Aunt Patty saved hers for Uncle Hob. “My special treat is the tea set,” she said. “Besides, chocolate goes straight to my hips.” Which I had to agree was not a place where Aunt Patty needed another single thing to go. I didn't say so, of course.
“That's the best chocolate I ever had,” was what I did say, managing to lick my fingers before wiping them on the tissue Aunt Patty held at the ready. “Maybe we ought to get a box to take home.”
“Chocolate will rot your teeth,” Aunt Patty said.
“Now
you tell me,” I said, the way Mom would have if she were there. Too late, I remembered that Aunt Patty never gets Mom's jokes. Aunt Patty doesn't even laugh at Carol Burnett.
“Willa Jo, I'm going to let that pass,” Aunt Patty said, her lips going all thin with disapproval, “because I know you've learned from your mother to make remarks like that.”
“I'm sorry,” I said. I was. There was no telling how long we'd be staying with her. It would be better all around if we were getting along with each other.
“I think we ought to try on some new shoes, don't you,” Aunt Patty said. Her voice was still a little high but she was smiling. That's how I knew I was being forgiven. Naturally I didn't say I didn't want to wear those ugly sandals.
But I do hate brown leather sandals.
4
Don't Do This, Don't Do That
T
here was a lot to get used to at Aunt Patty's. For instance, nobody uses the front door here. We have to go through the garage and into the kitchen. Aunt Patty was real adamant about it. One day a magazine salesman came up to the front door and she wouldn't even open it to tell him to go around. She went over to the window and knocked on it to get his attention, then pointed to the garage. He didn't get it, so she had to go through the kitchen and out the garage onto the driveway to tell him how she preferred for everybody to come into the house from the garage so her carpet wouldn't get tracked up. But she didn't buy any magazines. After all that, she wouldn't even let him come in.
The plastic runners on the carpets were all we were allowed to walk on. The plastic runner that leads to the front door was pretty much useless, of course. There were comers in some rooms that had never known the touch of a human toe, nor any other, safe to say. Aunt Patty doesn't hold with having pets.
And the radio played all the time. I don't know that Aunt Patty really listened to it. I think she was used to the noise. No matter what was going on, whether Aunt Patty was home or not, no matter if Uncle Hob was watching the news on the TV in the next room, in the kitchen on the counter Aunt Patty's radio was on. I got used to it after a while, so I didn't hear it either. Not much, anyway.

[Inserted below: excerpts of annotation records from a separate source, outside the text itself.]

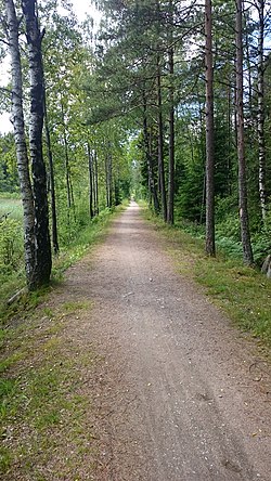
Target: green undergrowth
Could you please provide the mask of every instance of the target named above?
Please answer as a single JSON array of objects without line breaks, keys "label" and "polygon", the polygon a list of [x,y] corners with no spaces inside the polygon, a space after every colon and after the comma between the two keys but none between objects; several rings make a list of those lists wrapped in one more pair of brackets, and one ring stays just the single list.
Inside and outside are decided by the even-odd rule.
[{"label": "green undergrowth", "polygon": [[263,349],[271,347],[271,281],[258,269],[244,265],[237,256],[229,258],[218,245],[217,257],[205,255],[204,239],[180,227],[170,227],[146,209],[145,219],[166,240],[166,248],[181,274],[204,287],[205,294],[242,330],[256,337]]},{"label": "green undergrowth", "polygon": [[[69,265],[80,259],[89,249],[102,242],[109,223],[121,210],[126,208],[126,206],[127,203],[124,203],[121,206],[118,206],[115,209],[104,209],[96,218],[90,221],[83,229],[78,231],[76,238],[74,238],[68,246],[61,248],[60,253],[53,258],[52,286],[62,281],[63,272]],[[26,309],[26,306],[28,306],[29,309],[31,309],[33,306],[35,307],[39,302],[40,297],[43,295],[42,289],[34,295],[25,296],[21,300],[20,304],[15,303],[12,306],[12,308],[8,309],[7,301],[16,291],[24,287],[26,281],[24,272],[23,245],[21,246],[21,249],[13,248],[17,242],[17,223],[13,219],[9,219],[4,222],[9,223],[9,232],[12,231],[14,235],[12,236],[12,244],[10,240],[11,236],[8,236],[8,234],[7,237],[9,237],[9,242],[5,243],[4,239],[2,239],[2,243],[0,242],[0,318],[3,322],[7,320],[7,317],[9,318],[9,316],[12,316],[14,311],[16,312],[17,310]],[[5,232],[7,231],[8,226]],[[2,232],[4,231],[2,230]],[[1,251],[1,247],[3,252]],[[7,256],[11,257],[9,262],[5,262],[4,260]]]},{"label": "green undergrowth", "polygon": [[[80,330],[85,299],[54,304],[50,292],[65,269],[102,242],[124,209],[105,210],[54,260],[50,287],[21,297],[4,310],[0,329],[0,478],[33,481],[86,479],[96,458],[91,389],[85,385],[99,362]],[[14,284],[13,288],[18,287]],[[82,327],[81,327],[82,329]],[[87,379],[86,379],[87,376]],[[90,417],[90,421],[88,421]]]},{"label": "green undergrowth", "polygon": [[86,301],[40,307],[1,333],[0,478],[7,481],[82,481],[86,460],[91,472],[96,447],[82,373],[91,373],[95,355],[67,334],[74,323],[80,327],[86,309]]}]

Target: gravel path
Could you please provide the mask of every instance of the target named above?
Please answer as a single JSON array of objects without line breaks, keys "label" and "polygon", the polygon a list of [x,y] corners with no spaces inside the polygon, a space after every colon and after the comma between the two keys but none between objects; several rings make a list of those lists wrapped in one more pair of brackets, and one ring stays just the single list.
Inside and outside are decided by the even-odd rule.
[{"label": "gravel path", "polygon": [[72,333],[101,359],[86,385],[101,452],[91,479],[271,480],[268,368],[175,272],[137,204],[94,259],[68,271],[65,289],[94,306]]}]

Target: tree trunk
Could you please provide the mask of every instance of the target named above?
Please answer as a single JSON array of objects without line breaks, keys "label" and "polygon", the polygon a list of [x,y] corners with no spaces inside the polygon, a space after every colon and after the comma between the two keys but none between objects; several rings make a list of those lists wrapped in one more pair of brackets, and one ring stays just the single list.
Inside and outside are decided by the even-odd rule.
[{"label": "tree trunk", "polygon": [[238,154],[238,196],[240,221],[243,246],[243,259],[248,265],[254,262],[250,243],[248,208],[247,208],[247,180],[244,143],[244,78],[243,78],[243,1],[236,1],[236,128],[237,128],[237,154]]},{"label": "tree trunk", "polygon": [[47,140],[49,176],[50,176],[50,192],[51,192],[52,244],[53,244],[54,253],[57,255],[57,252],[60,251],[60,247],[57,238],[59,236],[57,236],[57,219],[56,219],[56,205],[55,205],[53,153],[52,153],[51,135],[50,135],[48,114],[47,114],[46,90],[44,90],[44,128],[46,128],[46,140]]},{"label": "tree trunk", "polygon": [[16,145],[17,171],[24,214],[25,270],[27,285],[28,287],[30,287],[33,273],[35,270],[35,208],[25,138],[22,66],[18,48],[18,21],[16,17],[13,0],[5,0],[5,12],[8,21],[9,50],[11,55],[12,70],[12,116]]},{"label": "tree trunk", "polygon": [[149,130],[147,130],[147,113],[146,113],[145,91],[142,92],[142,100],[143,100],[143,135],[144,135],[145,157],[146,157],[146,166],[147,166],[149,188],[151,190],[151,196],[152,196],[153,204],[154,204],[154,210],[156,213],[158,213],[159,200],[158,200],[157,190],[156,190],[156,185],[155,185],[155,181],[154,181],[152,156],[150,154],[150,139],[149,139]]},{"label": "tree trunk", "polygon": [[205,80],[206,80],[206,245],[208,256],[216,256],[215,244],[215,127],[214,127],[214,67],[212,67],[212,9],[205,0]]},{"label": "tree trunk", "polygon": [[[170,9],[170,20],[173,23],[173,12],[172,12],[172,0],[169,2]],[[170,76],[170,88],[169,88],[169,161],[168,161],[168,211],[167,211],[167,222],[169,224],[175,223],[175,49],[172,47],[172,28],[170,25],[169,42],[170,48],[168,51],[168,63],[169,63],[169,76]]]},{"label": "tree trunk", "polygon": [[89,157],[89,214],[93,219],[93,156],[88,142],[88,157]]},{"label": "tree trunk", "polygon": [[95,214],[99,216],[99,172],[98,172],[98,155],[94,153],[94,167],[95,167]]},{"label": "tree trunk", "polygon": [[63,139],[64,139],[64,148],[65,148],[65,176],[66,176],[67,208],[68,208],[68,219],[69,219],[69,209],[72,208],[72,193],[70,193],[70,180],[69,180],[69,158],[68,158],[68,144],[67,144],[64,105],[63,105],[62,100],[61,100],[61,115],[62,115]]},{"label": "tree trunk", "polygon": [[263,40],[264,40],[264,0],[257,1],[259,15],[258,30],[258,155],[259,155],[259,195],[261,218],[263,224],[267,219],[267,194],[266,194],[266,142],[264,142],[264,62],[263,62]]},{"label": "tree trunk", "polygon": [[42,34],[39,30],[35,0],[23,0],[26,23],[30,74],[29,145],[33,169],[35,203],[36,266],[30,288],[47,285],[52,269],[47,198],[47,172],[42,155],[42,128],[44,116],[43,68],[41,56]]},{"label": "tree trunk", "polygon": [[162,200],[162,214],[165,222],[167,222],[167,196],[165,182],[165,166],[164,166],[164,125],[162,113],[162,87],[160,87],[160,56],[157,55],[157,107],[158,107],[158,172]]}]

Then there were the rules. No eating in any room but the kitchen. The dining room was for show. And the rule was no butts on the bed once the bed was made up. We couldn't touch anything on the tabletops. Anyway, we weren't supposed to touch the tabletops. Fingerprints, you know. The rules were clear, but as I say, it was a lot to get used to. There were a couple of misunderstandings.